Jon: “This is the first Codecademy feature that uses ChatGPT, so we started by making a new micro service which contains the endpoints for all our AI-related API calls (right now just OpenAI). This took some time to get right, and we are still iterating on it, but it’s nice to have one service to track all of our AI usage. It allows us to see how much each feature is spending on API calls, how they are being used, and we can add all of our various prompts there (amongst other things). It’s good we built it early, because now multiple teams are making use of it for upcoming AI-related features. 

Once we got the service running, we started building the job-readiness checker’s frontend.  At some point, I became focused on building the features instead of modifying the prompts, so our team’s manager, Aditya Srinivasan and Curriculum Developer Melanie Williams, began work on calibrating the prompts to give us the desired outputs: accurate scores of job-readiness and helpful feedback for what someone should work on to become more compatible with a given job posting.

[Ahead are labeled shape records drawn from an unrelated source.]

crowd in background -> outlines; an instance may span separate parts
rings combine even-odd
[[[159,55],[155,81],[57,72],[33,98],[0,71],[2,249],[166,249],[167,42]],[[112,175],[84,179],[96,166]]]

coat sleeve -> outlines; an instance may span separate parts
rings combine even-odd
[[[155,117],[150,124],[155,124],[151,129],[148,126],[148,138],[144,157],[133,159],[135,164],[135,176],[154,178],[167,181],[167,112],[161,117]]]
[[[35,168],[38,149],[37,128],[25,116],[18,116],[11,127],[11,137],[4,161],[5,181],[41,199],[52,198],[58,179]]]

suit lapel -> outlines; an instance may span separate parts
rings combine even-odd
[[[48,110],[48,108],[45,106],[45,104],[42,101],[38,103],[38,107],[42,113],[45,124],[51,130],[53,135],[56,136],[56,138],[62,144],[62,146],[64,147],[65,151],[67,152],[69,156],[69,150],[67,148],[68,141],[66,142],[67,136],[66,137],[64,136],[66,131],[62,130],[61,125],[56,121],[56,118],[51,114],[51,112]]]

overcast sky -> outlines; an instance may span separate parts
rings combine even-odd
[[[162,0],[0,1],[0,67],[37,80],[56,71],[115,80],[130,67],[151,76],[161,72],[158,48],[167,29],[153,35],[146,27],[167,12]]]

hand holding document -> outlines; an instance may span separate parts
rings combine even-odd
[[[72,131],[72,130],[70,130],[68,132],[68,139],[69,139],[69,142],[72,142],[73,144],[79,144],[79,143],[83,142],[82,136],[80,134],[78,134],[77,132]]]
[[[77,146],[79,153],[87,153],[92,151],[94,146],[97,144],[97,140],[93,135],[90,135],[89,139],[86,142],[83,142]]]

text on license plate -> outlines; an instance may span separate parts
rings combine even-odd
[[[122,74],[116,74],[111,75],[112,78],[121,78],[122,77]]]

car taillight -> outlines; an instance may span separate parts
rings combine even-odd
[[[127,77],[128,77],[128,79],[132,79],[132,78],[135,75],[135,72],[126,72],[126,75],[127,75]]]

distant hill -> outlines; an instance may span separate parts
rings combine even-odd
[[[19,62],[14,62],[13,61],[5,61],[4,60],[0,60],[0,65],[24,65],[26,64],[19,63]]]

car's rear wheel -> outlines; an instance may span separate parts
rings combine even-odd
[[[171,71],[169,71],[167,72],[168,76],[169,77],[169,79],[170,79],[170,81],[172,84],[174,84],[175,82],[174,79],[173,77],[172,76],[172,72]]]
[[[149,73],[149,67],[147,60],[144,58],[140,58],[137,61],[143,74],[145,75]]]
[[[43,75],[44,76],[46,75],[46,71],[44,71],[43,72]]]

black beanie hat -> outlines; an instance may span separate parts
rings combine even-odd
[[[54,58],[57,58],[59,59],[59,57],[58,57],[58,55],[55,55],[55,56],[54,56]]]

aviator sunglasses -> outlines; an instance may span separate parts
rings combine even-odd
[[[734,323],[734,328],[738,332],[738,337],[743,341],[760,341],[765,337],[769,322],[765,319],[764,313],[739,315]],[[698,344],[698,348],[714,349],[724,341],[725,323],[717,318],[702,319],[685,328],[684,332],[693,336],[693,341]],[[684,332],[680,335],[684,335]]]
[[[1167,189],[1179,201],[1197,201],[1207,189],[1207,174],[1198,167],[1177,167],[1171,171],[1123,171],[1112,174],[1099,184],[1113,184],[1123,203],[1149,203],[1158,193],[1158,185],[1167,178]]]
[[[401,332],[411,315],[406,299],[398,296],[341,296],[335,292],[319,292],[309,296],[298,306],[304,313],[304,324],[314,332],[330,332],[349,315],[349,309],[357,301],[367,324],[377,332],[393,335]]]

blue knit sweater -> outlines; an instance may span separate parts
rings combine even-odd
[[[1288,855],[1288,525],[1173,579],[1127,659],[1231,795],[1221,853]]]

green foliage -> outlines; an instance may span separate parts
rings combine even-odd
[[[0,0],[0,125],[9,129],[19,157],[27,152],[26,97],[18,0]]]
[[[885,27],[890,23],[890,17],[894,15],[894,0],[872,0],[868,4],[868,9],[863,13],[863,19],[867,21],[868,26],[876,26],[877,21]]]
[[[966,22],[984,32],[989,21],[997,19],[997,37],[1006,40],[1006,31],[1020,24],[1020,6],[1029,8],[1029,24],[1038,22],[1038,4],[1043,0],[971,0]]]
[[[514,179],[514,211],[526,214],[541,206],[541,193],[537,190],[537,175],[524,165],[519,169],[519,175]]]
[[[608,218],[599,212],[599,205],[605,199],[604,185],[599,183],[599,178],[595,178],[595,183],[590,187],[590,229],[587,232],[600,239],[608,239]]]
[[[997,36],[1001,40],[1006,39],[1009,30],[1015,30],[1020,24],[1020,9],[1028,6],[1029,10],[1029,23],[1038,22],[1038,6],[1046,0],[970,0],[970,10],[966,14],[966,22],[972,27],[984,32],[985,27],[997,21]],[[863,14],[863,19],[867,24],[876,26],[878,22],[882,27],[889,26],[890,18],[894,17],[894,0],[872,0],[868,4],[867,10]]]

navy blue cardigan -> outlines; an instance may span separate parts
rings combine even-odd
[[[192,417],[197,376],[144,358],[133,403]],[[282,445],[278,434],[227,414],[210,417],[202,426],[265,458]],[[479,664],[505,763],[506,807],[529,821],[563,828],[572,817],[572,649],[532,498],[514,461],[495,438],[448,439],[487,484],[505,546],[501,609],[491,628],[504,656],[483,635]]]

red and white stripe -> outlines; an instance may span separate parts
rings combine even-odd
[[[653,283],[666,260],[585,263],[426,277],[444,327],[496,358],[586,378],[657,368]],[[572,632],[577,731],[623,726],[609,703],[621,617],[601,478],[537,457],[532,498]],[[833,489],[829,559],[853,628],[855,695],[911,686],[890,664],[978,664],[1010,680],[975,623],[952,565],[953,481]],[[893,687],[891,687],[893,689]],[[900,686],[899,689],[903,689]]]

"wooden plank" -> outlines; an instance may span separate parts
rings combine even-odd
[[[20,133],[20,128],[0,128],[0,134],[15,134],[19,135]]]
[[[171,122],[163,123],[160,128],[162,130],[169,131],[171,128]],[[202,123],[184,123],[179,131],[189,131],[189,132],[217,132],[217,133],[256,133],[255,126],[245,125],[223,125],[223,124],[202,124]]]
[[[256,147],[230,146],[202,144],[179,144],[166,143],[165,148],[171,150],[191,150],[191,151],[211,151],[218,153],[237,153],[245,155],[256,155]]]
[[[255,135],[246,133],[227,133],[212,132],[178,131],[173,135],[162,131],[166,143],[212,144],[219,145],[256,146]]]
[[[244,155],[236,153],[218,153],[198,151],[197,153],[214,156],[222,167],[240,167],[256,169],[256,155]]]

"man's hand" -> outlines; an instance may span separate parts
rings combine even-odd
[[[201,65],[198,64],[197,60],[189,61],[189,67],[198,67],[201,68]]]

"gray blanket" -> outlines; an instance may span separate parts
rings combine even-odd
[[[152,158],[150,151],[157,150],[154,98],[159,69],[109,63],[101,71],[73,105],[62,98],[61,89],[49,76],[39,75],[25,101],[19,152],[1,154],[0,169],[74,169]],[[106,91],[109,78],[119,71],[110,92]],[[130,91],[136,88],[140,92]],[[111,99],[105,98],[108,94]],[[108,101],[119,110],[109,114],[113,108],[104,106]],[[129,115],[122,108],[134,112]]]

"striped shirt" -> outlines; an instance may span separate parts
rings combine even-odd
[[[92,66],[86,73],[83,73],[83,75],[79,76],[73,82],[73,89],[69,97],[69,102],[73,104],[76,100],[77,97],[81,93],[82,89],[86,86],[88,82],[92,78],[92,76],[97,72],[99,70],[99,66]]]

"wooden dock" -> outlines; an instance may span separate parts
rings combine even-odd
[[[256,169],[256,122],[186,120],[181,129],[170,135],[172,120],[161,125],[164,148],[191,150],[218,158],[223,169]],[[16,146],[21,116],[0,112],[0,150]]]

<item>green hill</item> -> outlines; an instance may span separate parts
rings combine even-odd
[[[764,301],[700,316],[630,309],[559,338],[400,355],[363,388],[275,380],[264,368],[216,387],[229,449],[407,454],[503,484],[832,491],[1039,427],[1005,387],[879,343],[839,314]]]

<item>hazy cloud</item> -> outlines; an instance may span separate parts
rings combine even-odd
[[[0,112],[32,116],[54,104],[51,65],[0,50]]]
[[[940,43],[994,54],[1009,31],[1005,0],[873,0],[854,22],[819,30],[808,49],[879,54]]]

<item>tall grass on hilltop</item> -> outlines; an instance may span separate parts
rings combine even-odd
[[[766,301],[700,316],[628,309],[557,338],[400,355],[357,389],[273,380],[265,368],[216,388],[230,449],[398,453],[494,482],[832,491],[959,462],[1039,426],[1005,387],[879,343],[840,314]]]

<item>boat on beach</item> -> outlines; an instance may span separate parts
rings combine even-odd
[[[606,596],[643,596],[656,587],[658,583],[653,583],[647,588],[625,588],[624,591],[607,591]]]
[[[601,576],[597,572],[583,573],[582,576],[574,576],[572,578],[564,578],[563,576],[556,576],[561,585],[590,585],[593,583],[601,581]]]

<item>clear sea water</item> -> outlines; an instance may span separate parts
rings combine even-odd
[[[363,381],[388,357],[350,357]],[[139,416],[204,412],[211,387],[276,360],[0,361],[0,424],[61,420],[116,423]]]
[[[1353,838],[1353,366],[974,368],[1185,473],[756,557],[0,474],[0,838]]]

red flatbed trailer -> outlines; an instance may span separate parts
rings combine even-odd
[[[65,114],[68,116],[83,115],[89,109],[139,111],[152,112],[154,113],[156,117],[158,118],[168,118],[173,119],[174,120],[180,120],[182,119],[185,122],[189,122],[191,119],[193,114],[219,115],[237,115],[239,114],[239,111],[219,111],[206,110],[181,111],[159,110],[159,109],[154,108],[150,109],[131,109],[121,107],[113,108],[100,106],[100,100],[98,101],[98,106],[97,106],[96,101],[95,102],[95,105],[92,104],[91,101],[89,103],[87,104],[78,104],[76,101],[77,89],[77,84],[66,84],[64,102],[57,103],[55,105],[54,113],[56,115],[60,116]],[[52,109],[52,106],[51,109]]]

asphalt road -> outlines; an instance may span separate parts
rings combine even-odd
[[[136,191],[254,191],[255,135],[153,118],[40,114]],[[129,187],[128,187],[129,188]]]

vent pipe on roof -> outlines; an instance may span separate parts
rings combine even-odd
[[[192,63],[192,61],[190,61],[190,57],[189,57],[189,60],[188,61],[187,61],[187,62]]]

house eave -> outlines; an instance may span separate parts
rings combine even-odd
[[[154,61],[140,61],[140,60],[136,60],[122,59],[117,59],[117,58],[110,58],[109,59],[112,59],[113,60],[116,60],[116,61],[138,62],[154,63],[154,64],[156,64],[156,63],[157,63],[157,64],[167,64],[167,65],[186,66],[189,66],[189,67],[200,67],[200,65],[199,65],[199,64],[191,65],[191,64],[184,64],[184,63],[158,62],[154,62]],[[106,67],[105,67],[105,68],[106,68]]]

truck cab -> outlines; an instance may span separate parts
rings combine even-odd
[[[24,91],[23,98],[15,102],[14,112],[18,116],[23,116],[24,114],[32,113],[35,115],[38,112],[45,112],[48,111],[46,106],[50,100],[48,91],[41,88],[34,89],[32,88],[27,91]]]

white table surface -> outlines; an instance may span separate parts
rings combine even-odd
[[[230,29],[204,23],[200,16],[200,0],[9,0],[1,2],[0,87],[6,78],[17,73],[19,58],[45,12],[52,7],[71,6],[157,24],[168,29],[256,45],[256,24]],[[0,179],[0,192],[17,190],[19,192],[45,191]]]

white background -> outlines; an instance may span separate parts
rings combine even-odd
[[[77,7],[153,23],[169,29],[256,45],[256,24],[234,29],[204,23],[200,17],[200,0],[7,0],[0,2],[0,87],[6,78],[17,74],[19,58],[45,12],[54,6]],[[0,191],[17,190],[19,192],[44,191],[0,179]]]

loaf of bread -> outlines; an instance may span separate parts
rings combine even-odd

Aditya made a script to run many examples through the service at one time, so we can see how any prompt changes affect a host of different example learners. 

The most important feature of GPT-4 (also available in GPT-3) is function_calling, which allows us to get predictably formatted JSON the way you would expect from a “normal” API.  Before function_calling was released, we were having trouble ensuring ChatGPT’s responses were in the correct format, which made building the feature nearly impossible. I imagine almost all of the upcoming features from Codecademy that use ChatGPT will also make use of function_calling. It’s a vital part of the API for us.” 

Troubleshooting 

Owen: “It’s a novel use case, and as a result, we’ve had to build new playbooks. We’re just using principles and working through the muck, the mess, like the low-level details to kind of achieve an objective. It’s not like we’re just following a standard process that other projects have. It’s just a lot of on-the-fly problem solving, and using resources and talent within the company that you think have the raw skills to help tackle these problems. And then just trust that it can be done.” 

Jon: “We did a lot of testing with GPT-3.5-turbo-0613 and GPT-4-0613 and found that we get much more accurate and reliable results with GPT-4.  We had hoped to use GPT-3.5 because it is faster and less expensive, but the qualitative difference in results, for a prompt as complicated as we are using, was obvious. 

Unfortunately this means our learners need to wait up to 30 seconds for a job-report to get generated, so building a UI reflects this without being confusing was an interesting design challenge that our designer, Mat Stevens, did a great job with.” 

Ship 

Owen: “We were all holding our breath to see if this would work. Every day we’d be like, Oh my god, could it do it? No. But then we’d try a work around. When you’re doing stuff that hasn’t really been done before, you know that some of your ideas just aren’t going to be feasible. But this one we were both lucky and well-timed. We knew the wave was coming, and we bet that this wave would be the right wave to ride — and you could crash a little bit once in a while.” 

Retrospective 

Owen: “This one stood out against the other projects I’ve worked on because we didn’t even know it was possible. We hadn’t seen this done before in the edtech industry — that’s what’s unique about this project. We were pioneering.” 

Jon: “I’d like to add a shout-out to Ahmed Abdallah, Staff Engineer — huge snaps for building out a lot of the AI-service, including rate-limiting, infrastructure, and security. His help was vital to the project.”